Scientists, Feeling Under Siege, March Against Trump Policies

The New Tork Times The New Tork Times

WASHINGTON — Thousands of scientists and their supporters, feeling increasingly threatened by the policies of President Trump, gathered Saturday in Washington under rainy skies for what they called the March for Science, abandoning a tradition of keeping the sciences out of politics and calling on the public to stand up for scientific enterprise.

As the marchers trekked shoulder-to-shoulder toward the Capitol, the street echoed with their calls: “Save the E.P.A.” and “Save the N.I.H.” as well as their chants celebrating science, “Who run the world? Nerds,” and “If you like beer, thank yeast and scientists!” Some carried signs that showed rising oceans and polar bears in peril and faces of famous scientists like Mae Jamison, Rosalind Franklin and Marie Curie, and others touted a checklist of the diseases Americans no longer get thanks to vaccines.

Although drizzle may have washed away the words on some signs, they aimed to deliver the message that science needs the public’s support.

“Science is a very human thing,” said Ashlea Morgan, a doctoral student in neurobiology at Columbia University. “The march is allowing the public to know that this is what science is, and it’s letting our legislators know that science is vitally important.”

The demonstration in Washington — which started with teach-ins and a rally that packed the National Mall — was echoed by protests in hundreds of cities across the United States and around the world, including marches in Europe and Asia.
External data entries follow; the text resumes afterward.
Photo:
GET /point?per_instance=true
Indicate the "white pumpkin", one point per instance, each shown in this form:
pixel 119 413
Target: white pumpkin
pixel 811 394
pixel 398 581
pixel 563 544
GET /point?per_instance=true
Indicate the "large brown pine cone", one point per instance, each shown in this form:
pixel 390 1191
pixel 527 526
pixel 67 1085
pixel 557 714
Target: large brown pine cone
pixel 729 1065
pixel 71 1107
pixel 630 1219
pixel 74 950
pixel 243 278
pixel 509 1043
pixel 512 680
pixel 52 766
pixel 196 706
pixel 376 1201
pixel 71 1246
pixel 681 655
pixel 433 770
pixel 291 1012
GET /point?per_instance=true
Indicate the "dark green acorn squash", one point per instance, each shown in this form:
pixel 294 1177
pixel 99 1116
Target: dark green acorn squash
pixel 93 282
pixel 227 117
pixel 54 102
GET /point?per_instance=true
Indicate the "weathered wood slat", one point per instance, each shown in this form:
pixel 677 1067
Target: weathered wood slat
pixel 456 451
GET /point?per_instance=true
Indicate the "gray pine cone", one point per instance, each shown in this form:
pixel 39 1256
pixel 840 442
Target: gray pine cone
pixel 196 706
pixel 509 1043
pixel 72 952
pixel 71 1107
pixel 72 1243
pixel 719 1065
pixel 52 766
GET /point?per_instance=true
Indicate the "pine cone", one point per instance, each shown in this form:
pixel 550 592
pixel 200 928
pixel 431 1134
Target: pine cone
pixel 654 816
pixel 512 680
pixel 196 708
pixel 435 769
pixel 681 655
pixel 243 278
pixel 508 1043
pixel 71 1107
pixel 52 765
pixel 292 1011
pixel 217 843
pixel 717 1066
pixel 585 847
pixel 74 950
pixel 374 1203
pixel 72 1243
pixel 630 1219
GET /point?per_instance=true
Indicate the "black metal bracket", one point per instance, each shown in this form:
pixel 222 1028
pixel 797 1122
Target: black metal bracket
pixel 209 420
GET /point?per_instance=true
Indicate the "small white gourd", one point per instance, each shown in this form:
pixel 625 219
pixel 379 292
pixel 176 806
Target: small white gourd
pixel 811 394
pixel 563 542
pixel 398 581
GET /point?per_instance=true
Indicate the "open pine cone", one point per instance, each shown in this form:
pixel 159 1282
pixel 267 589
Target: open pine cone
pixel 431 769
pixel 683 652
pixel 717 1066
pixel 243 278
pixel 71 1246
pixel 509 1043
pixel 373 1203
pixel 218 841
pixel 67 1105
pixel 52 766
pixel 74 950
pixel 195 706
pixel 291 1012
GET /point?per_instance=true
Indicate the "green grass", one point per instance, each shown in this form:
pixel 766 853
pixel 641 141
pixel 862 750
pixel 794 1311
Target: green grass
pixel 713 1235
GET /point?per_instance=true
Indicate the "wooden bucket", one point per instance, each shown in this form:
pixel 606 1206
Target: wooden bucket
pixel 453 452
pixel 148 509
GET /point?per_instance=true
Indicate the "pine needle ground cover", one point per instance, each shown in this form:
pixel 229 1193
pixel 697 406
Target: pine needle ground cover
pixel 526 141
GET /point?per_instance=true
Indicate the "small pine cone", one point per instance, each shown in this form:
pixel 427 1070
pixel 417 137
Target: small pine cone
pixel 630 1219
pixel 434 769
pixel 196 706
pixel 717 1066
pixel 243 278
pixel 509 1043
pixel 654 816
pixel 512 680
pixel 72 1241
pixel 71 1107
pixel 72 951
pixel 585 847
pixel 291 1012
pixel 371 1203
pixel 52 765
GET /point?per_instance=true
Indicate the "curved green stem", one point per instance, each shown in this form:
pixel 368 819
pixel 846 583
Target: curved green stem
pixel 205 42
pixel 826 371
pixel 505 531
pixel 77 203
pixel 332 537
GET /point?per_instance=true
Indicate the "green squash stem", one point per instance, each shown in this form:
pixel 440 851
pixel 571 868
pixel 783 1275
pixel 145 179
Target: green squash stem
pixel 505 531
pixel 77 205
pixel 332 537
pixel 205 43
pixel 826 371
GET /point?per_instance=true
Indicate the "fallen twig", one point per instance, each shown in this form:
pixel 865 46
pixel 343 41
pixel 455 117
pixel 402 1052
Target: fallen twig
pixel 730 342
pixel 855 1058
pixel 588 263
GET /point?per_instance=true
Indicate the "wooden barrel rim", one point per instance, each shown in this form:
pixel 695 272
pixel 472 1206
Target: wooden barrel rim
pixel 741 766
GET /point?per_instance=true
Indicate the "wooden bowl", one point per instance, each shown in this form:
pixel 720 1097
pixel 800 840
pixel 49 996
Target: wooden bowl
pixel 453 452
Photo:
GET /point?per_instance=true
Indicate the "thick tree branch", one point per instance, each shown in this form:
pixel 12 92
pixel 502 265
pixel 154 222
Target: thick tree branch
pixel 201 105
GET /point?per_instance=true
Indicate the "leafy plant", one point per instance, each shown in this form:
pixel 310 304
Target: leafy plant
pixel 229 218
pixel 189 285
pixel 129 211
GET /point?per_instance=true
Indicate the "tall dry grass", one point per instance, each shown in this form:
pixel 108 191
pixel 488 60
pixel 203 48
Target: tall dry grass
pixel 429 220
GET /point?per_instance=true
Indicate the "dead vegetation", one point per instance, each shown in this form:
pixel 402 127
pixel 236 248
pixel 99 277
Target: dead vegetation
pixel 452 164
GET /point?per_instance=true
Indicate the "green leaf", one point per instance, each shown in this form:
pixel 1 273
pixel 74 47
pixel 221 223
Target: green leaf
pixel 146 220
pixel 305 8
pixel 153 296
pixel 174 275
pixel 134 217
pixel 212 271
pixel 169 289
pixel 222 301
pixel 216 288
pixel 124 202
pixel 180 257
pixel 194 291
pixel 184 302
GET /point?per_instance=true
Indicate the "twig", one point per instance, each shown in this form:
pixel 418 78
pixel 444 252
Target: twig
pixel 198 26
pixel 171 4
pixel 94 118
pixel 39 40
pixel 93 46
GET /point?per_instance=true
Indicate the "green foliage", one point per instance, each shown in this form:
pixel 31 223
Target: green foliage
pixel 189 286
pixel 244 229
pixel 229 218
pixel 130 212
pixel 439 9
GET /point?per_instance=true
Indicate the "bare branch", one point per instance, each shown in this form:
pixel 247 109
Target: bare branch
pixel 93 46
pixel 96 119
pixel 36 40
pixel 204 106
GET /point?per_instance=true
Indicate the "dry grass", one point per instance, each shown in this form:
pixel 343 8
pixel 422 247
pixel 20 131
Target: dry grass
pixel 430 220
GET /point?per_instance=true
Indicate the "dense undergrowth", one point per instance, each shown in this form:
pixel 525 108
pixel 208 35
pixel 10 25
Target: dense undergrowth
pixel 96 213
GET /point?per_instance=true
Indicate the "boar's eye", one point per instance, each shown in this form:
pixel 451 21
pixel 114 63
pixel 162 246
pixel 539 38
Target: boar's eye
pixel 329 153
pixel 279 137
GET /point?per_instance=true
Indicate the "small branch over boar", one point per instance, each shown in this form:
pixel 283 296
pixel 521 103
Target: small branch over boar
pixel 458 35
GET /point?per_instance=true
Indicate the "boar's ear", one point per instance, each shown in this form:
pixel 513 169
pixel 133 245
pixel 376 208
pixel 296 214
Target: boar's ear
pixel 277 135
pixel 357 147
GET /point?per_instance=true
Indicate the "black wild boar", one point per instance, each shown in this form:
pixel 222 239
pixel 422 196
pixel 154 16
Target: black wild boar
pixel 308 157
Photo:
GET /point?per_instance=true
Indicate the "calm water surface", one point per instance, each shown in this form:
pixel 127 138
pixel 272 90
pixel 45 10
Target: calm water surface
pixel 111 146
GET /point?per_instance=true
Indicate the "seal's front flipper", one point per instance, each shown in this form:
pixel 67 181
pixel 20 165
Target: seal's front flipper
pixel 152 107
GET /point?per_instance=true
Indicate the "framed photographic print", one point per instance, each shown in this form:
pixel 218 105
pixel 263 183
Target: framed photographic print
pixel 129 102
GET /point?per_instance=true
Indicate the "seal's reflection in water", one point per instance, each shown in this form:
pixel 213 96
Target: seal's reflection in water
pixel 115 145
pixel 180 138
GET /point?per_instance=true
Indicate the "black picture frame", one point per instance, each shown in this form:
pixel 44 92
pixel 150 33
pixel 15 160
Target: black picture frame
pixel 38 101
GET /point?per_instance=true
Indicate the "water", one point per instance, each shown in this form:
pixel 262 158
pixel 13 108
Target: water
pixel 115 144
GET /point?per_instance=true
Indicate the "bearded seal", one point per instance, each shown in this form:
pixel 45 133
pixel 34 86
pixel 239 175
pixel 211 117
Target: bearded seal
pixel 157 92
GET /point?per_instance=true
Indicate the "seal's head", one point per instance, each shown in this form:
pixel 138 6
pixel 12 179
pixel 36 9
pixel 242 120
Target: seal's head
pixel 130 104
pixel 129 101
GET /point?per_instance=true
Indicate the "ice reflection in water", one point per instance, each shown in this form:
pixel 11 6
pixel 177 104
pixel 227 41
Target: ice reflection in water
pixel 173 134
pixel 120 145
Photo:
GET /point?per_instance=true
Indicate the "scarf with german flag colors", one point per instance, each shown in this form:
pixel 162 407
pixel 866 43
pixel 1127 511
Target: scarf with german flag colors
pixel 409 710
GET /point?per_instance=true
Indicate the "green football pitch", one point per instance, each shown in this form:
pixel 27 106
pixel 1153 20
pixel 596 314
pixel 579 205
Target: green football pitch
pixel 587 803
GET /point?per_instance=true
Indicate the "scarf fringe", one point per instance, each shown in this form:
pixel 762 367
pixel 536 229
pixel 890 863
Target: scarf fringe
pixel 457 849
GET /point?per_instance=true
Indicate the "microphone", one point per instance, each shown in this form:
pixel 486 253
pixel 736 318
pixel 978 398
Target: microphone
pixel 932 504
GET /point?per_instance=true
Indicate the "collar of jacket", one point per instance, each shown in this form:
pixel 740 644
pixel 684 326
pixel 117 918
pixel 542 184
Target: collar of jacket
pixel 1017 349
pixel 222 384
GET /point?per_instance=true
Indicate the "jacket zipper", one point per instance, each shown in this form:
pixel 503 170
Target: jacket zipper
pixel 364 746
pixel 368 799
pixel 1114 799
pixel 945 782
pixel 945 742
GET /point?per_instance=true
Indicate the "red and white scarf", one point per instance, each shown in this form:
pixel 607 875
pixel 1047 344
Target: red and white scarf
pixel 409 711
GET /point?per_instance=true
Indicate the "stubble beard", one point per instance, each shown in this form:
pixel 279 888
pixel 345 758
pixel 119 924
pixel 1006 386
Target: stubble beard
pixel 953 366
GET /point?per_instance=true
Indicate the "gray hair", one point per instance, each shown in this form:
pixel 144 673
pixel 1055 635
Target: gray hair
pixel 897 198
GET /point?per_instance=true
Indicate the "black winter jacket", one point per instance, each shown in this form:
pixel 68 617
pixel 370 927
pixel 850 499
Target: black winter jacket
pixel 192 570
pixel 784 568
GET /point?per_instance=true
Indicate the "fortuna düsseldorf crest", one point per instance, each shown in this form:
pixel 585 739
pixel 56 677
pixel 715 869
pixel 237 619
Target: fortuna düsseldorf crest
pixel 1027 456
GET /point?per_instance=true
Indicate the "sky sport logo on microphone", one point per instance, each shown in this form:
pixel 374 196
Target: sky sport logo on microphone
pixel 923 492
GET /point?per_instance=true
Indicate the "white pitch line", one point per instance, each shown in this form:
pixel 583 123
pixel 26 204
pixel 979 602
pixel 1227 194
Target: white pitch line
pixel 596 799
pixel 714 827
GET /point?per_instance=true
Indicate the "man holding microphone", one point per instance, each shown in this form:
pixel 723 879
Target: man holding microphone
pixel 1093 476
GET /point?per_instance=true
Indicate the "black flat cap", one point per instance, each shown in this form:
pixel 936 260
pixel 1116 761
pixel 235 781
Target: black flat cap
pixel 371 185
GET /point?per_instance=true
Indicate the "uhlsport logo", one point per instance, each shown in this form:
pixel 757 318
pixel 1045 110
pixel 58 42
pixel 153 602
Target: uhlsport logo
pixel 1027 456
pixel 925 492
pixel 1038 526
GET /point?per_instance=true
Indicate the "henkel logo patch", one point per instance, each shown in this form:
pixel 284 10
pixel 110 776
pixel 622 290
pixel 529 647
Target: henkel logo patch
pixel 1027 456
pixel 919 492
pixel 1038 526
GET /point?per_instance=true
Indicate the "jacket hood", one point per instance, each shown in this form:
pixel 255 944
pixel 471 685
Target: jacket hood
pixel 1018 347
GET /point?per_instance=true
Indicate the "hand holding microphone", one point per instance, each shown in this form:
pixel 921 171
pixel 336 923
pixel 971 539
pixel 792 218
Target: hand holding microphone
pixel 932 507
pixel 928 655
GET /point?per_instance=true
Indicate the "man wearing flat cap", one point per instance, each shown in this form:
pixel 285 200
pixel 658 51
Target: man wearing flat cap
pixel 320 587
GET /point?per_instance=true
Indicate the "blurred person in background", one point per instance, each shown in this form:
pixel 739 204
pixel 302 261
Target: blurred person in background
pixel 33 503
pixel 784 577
The March for Science evolved from a social media campaign into an effort to get people onto the streets.

Its organizers were motivated by Mr. Trump, who as a presidential candidate disparaged climate change as a hoax and cast suspicions on the safety of vaccines.

Their resolve deepened, they said, when the president appointed cabinet members who seemed hostile to the sciences. He also proposed a budget with severe cuts for agencies like the National Institutes of Health — which would lose 18 percent of their funding in his blueprint — and the Environmental Protection Agency, which faces a 31 percent budget cut and the elimination of a quarter of the agency’s 15,000 employees.

While traveling by motorcade to Walter Reed National Military Medical Center on Saturday, Mr. Trump passed dozens of demonstrators from the march holding signs, including one that said, “Stop denying the earth is dying,” according to a pool report. Later, the White House released a statement from Mr. Trump for Earth Day that did not mention the March for Science by name, but appeared directed at its participants. Calling science critical to economic growth and environmental protection, he said, “My administration is committed to advancing scientific research that leads to a better understanding of our environment and of environmental risks.”

“As we do so, we should remember that rigorous science depends not on ideology, but on a spirit of honest inquiry and robust debate,” he added.